According to the complaint, the defendants used telemarketing calls, direct mail, websites, and materials distributed by the Combined Federal Campaign, which raises money from federal employees for non-profit organizations, to portray themselves as legitimate charities with substantial programs. In fact, the complaint alleges that these claims were deceptive and that the charities “operated as personal fiefdoms characterized by rampant nepotism, flagrant conflicts of interest, and excessive insider compensation, with none of the financial and governance controls that any bona fide charity would have adopted.

How could this have been avoided? Kiplinger provides the following tips that if followed can help avoid falling prey to scams similar to the cancer charities case previously noted.

Hang up on telemarketers. The cancer charities charged with fraud by the FTC used telemarketing calls – as well as direct mail and Web sites – to solicit donations. You should decline any requests to give over the phone, says Leonie Giles, a senior program analyst for Charity Navigator, which evaluates and rates charities. 

Don’t wait for charities to come to you. Browse charities that have been evaluated by Charity Navigator by category – such as education or human services – to identify groups you want to support.

Research before you give. The FTC charges against the four cancer charities shows that just because an organization claims to do good doesn’t mean it actually does.
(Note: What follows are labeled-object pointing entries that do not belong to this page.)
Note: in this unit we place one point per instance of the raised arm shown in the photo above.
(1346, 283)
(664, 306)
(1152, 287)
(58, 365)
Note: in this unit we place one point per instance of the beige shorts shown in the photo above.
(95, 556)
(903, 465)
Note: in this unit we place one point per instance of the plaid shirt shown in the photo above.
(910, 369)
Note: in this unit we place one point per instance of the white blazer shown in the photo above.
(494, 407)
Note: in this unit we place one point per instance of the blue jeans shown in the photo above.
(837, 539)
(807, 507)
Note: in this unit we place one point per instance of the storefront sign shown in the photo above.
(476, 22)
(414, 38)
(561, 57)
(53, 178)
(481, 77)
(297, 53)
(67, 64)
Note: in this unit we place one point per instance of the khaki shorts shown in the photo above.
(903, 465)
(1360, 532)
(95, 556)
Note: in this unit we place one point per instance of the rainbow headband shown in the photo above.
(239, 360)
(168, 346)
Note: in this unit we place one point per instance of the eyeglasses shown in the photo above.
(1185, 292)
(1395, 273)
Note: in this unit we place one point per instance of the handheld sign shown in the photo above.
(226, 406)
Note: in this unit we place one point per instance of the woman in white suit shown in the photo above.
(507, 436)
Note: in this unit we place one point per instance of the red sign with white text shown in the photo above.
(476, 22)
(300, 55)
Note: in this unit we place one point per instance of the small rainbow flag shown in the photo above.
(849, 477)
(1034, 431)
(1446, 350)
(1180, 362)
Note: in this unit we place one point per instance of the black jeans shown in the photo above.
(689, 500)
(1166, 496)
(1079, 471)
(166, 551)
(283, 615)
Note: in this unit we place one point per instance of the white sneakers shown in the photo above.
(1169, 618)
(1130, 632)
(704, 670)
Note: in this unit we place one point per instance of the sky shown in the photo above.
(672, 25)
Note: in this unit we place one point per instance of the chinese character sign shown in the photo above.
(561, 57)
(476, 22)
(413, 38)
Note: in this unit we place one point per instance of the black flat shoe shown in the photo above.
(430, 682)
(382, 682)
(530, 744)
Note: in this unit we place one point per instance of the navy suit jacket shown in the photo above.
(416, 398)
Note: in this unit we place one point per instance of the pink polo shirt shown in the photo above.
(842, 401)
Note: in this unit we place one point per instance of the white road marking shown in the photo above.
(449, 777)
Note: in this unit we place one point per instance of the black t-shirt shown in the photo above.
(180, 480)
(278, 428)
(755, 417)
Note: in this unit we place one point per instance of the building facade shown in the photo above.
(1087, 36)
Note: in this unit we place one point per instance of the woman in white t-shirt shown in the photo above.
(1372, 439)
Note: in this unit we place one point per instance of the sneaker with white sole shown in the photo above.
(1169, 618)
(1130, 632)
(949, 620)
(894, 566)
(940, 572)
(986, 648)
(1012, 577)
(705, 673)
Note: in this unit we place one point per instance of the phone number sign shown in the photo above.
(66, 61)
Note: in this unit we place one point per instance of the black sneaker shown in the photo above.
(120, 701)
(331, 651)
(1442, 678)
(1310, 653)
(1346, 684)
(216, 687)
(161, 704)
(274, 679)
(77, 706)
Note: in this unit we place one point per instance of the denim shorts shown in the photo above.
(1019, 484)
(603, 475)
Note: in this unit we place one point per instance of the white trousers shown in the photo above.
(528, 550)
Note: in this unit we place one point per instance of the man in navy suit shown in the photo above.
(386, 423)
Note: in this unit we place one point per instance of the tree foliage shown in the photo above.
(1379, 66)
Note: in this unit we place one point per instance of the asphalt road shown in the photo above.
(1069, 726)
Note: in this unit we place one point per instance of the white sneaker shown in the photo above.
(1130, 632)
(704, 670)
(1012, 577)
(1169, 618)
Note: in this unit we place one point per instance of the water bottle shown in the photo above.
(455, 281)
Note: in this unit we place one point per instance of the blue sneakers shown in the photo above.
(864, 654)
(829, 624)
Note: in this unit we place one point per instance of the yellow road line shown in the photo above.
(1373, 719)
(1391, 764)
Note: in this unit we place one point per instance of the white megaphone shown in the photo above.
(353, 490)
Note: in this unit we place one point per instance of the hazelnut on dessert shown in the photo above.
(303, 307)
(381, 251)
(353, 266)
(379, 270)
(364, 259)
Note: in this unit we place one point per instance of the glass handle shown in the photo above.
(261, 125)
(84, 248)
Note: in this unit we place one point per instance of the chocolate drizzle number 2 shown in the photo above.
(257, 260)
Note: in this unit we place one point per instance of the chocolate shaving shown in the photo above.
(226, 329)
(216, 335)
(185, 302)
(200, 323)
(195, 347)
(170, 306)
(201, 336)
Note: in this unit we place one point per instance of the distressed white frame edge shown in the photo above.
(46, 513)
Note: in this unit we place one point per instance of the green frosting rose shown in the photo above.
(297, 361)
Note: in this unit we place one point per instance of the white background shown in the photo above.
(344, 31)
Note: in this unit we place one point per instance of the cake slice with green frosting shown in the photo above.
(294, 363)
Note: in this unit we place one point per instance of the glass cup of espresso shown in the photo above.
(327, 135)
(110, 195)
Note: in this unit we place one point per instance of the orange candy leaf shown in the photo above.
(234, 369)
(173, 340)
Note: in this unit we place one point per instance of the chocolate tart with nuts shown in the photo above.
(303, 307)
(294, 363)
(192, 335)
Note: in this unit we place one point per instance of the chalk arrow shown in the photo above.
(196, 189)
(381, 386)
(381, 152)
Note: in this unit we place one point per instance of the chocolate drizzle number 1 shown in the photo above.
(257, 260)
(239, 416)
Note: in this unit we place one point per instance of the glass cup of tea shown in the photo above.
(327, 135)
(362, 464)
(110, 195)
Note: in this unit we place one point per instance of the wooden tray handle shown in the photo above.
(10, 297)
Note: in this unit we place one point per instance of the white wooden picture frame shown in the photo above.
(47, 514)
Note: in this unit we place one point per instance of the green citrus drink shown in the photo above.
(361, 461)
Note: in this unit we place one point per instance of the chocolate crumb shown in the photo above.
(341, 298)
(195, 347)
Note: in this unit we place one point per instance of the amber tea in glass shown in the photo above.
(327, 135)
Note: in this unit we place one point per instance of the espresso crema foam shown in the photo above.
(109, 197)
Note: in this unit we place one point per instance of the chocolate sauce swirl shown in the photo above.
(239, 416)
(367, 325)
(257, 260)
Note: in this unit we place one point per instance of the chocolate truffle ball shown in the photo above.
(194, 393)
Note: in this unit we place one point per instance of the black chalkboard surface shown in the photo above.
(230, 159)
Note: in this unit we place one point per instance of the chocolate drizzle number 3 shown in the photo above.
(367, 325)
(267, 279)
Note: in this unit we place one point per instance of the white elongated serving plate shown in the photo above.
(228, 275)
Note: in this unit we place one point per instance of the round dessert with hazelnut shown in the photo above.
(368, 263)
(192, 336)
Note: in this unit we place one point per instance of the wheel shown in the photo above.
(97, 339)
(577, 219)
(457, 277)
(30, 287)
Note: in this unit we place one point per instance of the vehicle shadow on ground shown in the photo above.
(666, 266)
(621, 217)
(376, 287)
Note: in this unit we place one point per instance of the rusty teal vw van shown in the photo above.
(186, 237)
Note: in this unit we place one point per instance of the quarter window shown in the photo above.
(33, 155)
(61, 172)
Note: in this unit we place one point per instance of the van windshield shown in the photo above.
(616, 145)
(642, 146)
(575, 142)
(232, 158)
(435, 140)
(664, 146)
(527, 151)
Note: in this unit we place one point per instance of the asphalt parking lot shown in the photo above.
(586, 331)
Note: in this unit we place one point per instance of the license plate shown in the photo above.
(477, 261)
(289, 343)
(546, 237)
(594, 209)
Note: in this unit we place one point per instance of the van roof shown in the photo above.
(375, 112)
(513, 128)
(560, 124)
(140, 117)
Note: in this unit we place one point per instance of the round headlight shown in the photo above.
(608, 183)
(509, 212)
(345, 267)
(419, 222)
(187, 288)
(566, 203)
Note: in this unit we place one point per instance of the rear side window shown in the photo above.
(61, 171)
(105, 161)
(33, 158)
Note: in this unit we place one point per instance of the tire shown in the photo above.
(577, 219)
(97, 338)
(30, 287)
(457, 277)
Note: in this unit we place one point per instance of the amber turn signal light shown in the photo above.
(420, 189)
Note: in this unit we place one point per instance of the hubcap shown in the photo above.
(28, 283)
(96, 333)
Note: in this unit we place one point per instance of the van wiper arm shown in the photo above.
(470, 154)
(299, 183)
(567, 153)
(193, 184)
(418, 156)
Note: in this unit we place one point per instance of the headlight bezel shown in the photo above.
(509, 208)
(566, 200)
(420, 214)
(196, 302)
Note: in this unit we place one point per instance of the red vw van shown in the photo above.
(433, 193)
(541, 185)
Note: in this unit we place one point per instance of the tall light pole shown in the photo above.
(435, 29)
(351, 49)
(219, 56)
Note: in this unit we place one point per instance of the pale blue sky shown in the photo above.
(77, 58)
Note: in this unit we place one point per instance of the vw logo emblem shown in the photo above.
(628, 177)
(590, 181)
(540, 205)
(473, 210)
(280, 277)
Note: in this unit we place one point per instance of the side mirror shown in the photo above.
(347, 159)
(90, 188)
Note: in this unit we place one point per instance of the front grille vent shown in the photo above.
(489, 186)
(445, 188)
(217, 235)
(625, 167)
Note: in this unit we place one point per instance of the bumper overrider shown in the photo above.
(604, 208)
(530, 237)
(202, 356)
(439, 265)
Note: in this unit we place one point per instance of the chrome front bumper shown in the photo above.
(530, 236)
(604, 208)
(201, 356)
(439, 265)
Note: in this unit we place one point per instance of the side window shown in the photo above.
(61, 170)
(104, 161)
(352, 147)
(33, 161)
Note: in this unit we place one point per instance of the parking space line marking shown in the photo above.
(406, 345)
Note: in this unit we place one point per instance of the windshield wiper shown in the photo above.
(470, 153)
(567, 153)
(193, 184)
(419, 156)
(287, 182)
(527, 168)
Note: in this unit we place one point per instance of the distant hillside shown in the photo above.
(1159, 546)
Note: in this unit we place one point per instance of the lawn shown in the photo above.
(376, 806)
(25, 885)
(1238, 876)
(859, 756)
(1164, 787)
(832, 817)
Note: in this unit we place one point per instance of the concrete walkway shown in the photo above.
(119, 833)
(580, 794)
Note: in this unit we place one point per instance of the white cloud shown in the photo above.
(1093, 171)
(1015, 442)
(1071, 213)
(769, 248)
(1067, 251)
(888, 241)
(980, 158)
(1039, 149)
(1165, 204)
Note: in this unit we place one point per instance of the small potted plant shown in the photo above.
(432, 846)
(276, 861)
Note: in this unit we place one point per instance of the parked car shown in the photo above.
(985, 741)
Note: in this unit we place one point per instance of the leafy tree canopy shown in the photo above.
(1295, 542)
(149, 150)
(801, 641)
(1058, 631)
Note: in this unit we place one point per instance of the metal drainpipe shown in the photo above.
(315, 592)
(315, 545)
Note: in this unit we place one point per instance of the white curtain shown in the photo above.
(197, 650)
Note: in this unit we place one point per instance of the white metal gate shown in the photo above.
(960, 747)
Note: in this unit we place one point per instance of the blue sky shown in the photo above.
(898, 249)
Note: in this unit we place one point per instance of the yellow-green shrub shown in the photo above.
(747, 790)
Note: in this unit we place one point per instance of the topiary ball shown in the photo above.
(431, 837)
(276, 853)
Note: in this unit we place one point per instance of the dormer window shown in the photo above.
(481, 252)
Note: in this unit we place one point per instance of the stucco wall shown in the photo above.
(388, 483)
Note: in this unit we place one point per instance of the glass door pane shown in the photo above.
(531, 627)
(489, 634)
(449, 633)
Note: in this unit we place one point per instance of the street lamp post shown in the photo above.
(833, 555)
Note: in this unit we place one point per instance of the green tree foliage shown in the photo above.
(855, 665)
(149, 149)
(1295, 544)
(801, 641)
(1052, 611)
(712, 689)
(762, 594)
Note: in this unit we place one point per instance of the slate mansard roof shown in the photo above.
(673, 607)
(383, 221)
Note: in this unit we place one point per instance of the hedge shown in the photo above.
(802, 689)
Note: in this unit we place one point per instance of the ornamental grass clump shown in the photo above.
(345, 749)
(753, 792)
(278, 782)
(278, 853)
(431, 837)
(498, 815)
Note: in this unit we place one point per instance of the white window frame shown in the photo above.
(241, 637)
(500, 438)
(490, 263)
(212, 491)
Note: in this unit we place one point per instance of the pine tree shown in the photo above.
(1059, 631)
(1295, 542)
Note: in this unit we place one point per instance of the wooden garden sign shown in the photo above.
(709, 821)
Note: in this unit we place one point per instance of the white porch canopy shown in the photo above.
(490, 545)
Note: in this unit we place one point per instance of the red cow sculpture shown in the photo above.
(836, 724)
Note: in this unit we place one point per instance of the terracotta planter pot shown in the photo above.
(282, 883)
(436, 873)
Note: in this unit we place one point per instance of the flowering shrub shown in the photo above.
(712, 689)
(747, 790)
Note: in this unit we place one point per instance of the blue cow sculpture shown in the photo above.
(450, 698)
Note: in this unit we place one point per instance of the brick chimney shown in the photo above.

Begin your research with third-party evaluations and ratings at sites such as the Better Business Bureau’s Wise Giving Alliance, Charity Navigator and Charity Watch, which examine charities’ finances, governance and effectiveness.

Never send cash. The FTC recommends making donations by check or credit card for security and tax purposes.

In conclusion, what this blog is saying is BE CAREFUL and ASK lots of questions. Unfortunately, there are dastardly people out there who make a living off those with a kind and giving heart.